You are viewing a plain text version of this content. The canonical link for it is here.
Posted to dev@arrow.apache.org by Ying Zhou <yz...@gmail.com> on 2021/02/07 20:29:45 UTC

[C++] RandomArrayGenerator::List bugs

Hi,

Recently I found a weird bug in RandomArrayGenerator.

RandomArrayGenerator::List consistently produces ListArrays with their length 1 below what they should be according to their documentation. Moreover the bitmaps we have are weird.

Here is some simple test:

TEST(TestAdapterWriteNested, ListTest) {
  int64_t num_rows = 2;
  static constexpr random::SeedType kRandomSeed2 = 0x0ff1ce;
  arrow::random::RandomArrayGenerator rand(kRandomSeed2);
  std::shared_ptr<Array> value_array = rand.ArrayOf(int32(), 2 * num_rows, 0.2);
  std::shared_ptr<Array> array = rand.List(*value_array, num_rows, 1);
  RecordProperty("bitmap",*(array->null_bitmap_data()));
  RecordProperty("length",array->length());
  RecordProperty("array",array->ToString());
}

Here are the results:

<testcase name="ListTest" status="run" result="completed" time="0" timestamp="2021-02-07T15:23:16" classname="TestAdapterWriteNested">
<properties>
<property name="bitmap" value="3"/>
<property name="length" value="1"/>
<property name="array" value="[&#x0A;  [&#x0A;    null,&#x0A;    1074834796,&#x0A;    551076274,&#x0A;    1184187771&#x0A;  ]&#x0A;]"/>
</properties>
    </testcase>

Here is what RandomArrayGenerator::List should do:

  /// \brief Generate a random ListArray
  ///
  /// \param[in] values The underlying values array
  /// \param[in] size The size of the generated list array
  /// \param[in] null_probability the probability of a list value being null
  /// \param[in] force_empty_nulls if true, null list entries must have 0 length
  ///
  /// \return a generated Array
  std::shared_ptr<Array> List(const Array& values, int64_t size, double null_probability,
                              bool force_empty_nulls = false);

Note that the generator failed in at least two aspects:
1. The length of the generated array is too low.
2. Even when null_probability is set to 1 there are still 1s in the bitmap. 
3. The size of the bitmap is larger than the size of the Array.

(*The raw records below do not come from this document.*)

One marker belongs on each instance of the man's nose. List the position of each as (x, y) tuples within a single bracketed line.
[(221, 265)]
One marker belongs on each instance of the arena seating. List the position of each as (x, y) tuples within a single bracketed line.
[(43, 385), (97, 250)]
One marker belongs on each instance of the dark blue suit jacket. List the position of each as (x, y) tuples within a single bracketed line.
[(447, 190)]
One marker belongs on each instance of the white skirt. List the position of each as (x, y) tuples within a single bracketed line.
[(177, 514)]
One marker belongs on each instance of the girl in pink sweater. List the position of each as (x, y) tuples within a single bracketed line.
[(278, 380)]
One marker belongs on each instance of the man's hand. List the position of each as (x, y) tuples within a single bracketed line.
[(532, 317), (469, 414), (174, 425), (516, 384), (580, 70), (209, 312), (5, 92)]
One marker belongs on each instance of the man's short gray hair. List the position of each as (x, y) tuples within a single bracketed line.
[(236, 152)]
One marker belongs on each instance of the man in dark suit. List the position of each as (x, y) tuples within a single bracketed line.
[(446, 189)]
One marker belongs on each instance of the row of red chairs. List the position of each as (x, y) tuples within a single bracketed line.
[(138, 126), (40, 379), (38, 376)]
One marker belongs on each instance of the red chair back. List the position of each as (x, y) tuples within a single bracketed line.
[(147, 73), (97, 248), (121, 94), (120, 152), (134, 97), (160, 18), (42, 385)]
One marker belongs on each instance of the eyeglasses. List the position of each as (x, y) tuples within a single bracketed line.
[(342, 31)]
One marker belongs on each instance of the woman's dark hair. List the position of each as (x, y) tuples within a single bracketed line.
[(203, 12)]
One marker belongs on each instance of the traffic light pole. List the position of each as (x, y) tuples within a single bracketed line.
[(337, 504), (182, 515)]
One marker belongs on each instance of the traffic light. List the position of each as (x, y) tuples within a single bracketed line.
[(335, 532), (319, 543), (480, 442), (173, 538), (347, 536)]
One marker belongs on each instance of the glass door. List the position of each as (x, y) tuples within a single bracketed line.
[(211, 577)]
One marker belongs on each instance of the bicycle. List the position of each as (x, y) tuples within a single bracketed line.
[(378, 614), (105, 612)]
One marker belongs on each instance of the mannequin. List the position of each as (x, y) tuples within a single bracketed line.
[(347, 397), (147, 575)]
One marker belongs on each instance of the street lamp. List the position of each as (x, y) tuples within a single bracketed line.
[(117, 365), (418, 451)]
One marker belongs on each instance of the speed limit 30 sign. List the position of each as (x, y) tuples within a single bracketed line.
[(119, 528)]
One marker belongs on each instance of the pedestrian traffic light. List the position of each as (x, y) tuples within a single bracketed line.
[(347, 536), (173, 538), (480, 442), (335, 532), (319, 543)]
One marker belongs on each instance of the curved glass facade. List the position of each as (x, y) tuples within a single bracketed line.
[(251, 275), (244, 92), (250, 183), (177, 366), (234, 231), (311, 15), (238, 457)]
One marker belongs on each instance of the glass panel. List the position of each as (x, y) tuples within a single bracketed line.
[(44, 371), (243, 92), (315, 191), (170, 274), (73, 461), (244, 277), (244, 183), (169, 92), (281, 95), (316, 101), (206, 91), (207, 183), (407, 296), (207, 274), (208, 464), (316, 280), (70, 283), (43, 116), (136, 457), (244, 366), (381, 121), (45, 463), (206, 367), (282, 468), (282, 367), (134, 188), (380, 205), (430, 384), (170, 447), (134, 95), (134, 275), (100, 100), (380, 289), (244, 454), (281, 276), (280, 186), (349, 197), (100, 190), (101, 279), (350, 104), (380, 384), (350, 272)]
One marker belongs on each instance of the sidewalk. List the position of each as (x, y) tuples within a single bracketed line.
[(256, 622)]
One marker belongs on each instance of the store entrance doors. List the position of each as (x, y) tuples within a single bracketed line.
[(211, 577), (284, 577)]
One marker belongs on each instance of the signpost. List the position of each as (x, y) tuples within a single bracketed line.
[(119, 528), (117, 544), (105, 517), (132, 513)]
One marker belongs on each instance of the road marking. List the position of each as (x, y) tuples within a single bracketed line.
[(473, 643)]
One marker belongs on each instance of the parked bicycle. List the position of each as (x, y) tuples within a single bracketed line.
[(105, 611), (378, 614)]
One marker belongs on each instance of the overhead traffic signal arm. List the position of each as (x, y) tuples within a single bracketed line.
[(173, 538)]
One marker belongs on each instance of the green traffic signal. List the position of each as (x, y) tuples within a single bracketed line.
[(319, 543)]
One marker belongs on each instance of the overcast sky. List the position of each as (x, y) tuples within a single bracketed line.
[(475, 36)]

I’d like to know where we can find tests for arrow/testing/random. If they are absent I need to write them.

Thanks,
Ying


Re: [C++] RandomArrayGenerator::List bugs

Posted by Ying Zhou <yz...@gmail.com>.
A Jira ticket on this bug has been filed: https://issues.apache.org/jira/browse/ARROW-11548 <https://issues.apache.org/jira/browse/ARROW-11548> 

> On Feb 7, 2021, at 3:29 PM, Ying Zhou <yz...@gmail.com> wrote:
> 
> Hi,
> 
> Recently I found a weird bug in RandomArrayGenerator.
> 
> RandomArrayGenerator::List consistently produces ListArrays with their length 1 below what they should be according to their documentation. Moreover the bitmaps we have are weird.
> 
> Here is some simple test:
> 
> TEST(TestAdapterWriteNested, ListTest) {
>   int64_t num_rows = 2;
>   static constexpr random::SeedType kRandomSeed2 = 0x0ff1ce;
>   arrow::random::RandomArrayGenerator rand(kRandomSeed2);
>   std::shared_ptr<Array> value_array = rand.ArrayOf(int32(), 2 * num_rows, 0.2);
>   std::shared_ptr<Array> array = rand.List(*value_array, num_rows, 1);
>   RecordProperty("bitmap",*(array->null_bitmap_data()));
>   RecordProperty("length",array->length());
>   RecordProperty("array",array->ToString());
> }
> 
> Here are the results:
> 
> <testcase name="ListTest" status="run" result="completed" time="0" timestamp="2021-02-07T15:23:16" classname="TestAdapterWriteNested">
> <properties>
> <property name="bitmap" value="3"/>
> <property name="length" value="1"/>
> <property name="array" value="[&#x0A;  [&#x0A;    null,&#x0A;    1074834796,&#x0A;    551076274,&#x0A;    1184187771&#x0A;  ]&#x0A;]"/>
> </properties>
>     </testcase>
> 
> Here is what RandomArrayGenerator::List should do:
> 
>   /// \brief Generate a random ListArray
>   ///
>   /// \param[in] values The underlying values array
>   /// \param[in] size The size of the generated list array
>   /// \param[in] null_probability the probability of a list value being null
>   /// \param[in] force_empty_nulls if true, null list entries must have 0 length
>   ///
>   /// \return a generated Array
>   std::shared_ptr<Array> List(const Array& values, int64_t size, double null_probability,
>                               bool force_empty_nulls = false);
> 
> Note that the generator failed in at least two aspects:
> 1. The length of the generated array is too low.
> 2. Even when null_probability is set to 1 there are still 1s in the bitmap. 
> 3. The size of the bitmap is larger than the size of the Array.
> 
> I’d like to know where we can find tests for arrow/testing/random. If they are absent I need to write them.
> 
> Thanks,
> Ying
>